Во-о-о-лге!

И потом уже пошло неудержимо:

По-о широ-о-окому, братцы, раз-до-о-о…

Эх, все раз-до-о-олью!

Не было в те времена более общенародной, более русской песни, как эта, в которую вложил русский человек столько горячей любви и к величавой красавице-кормилице реке, и к необъятным родным просторам, и к вольной воле…

Широкозвучная, полноголосая песня эта лилась, точно прорвавшись в этом месте из самой толщи земли, и допета была до конца, и ни одного выстрела не раздалось во время ее со стороны неприятельских окопов.

Этот импровизированный концерт русских солдат сказал о непобедимости их гораздо больше и гораздо более внятно, чем говорили это каждый день все орудия на всех бастионах.
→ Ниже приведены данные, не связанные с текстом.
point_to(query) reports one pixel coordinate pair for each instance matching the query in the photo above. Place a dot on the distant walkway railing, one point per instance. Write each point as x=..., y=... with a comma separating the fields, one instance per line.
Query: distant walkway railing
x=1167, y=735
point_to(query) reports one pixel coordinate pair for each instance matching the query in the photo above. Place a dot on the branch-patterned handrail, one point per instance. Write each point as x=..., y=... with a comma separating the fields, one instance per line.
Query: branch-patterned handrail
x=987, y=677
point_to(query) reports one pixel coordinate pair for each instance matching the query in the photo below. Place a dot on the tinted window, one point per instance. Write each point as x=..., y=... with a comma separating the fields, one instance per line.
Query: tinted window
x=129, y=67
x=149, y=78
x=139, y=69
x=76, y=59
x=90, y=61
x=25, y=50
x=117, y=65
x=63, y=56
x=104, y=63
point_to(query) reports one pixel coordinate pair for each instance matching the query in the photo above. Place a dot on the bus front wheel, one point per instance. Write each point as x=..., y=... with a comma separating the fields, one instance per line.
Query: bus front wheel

Народ, который мог так петь в окопах, перед лицом вторгшегося в его землю врага, вполне мог заставить задуматься этого врага, как бы предусмотрительно, как бы услужливо ни снабжали его всем необходимым для успешной борьбы его правительства, располагавшие огромными флотами.

И после того, как была пропета эта песня, долго не могла наладиться обычная будничная перестрелка.

II

На другой день после свадьбы сестры Витя Зарубин встретил на Малаховом молодчагу-пластуна Чумаченко и с тою непосредственностью, какая вообще свойственна зеленой молодости, сказал ему:

— Стой-ка, брат Чумаченко!.. А за тебя вчера — за твое здоровье то есть — офицеры в одной компании пили.

Стараясь как нельзя больше казаться истым кубанским казаком, Чумаченко отозвался на это с еле заметной усмешкой:

— Ой, лишечко!.. Сами пили, тiльки менi не пiднесли… А кто же вонi таки, вашбродь, ахвицера эти?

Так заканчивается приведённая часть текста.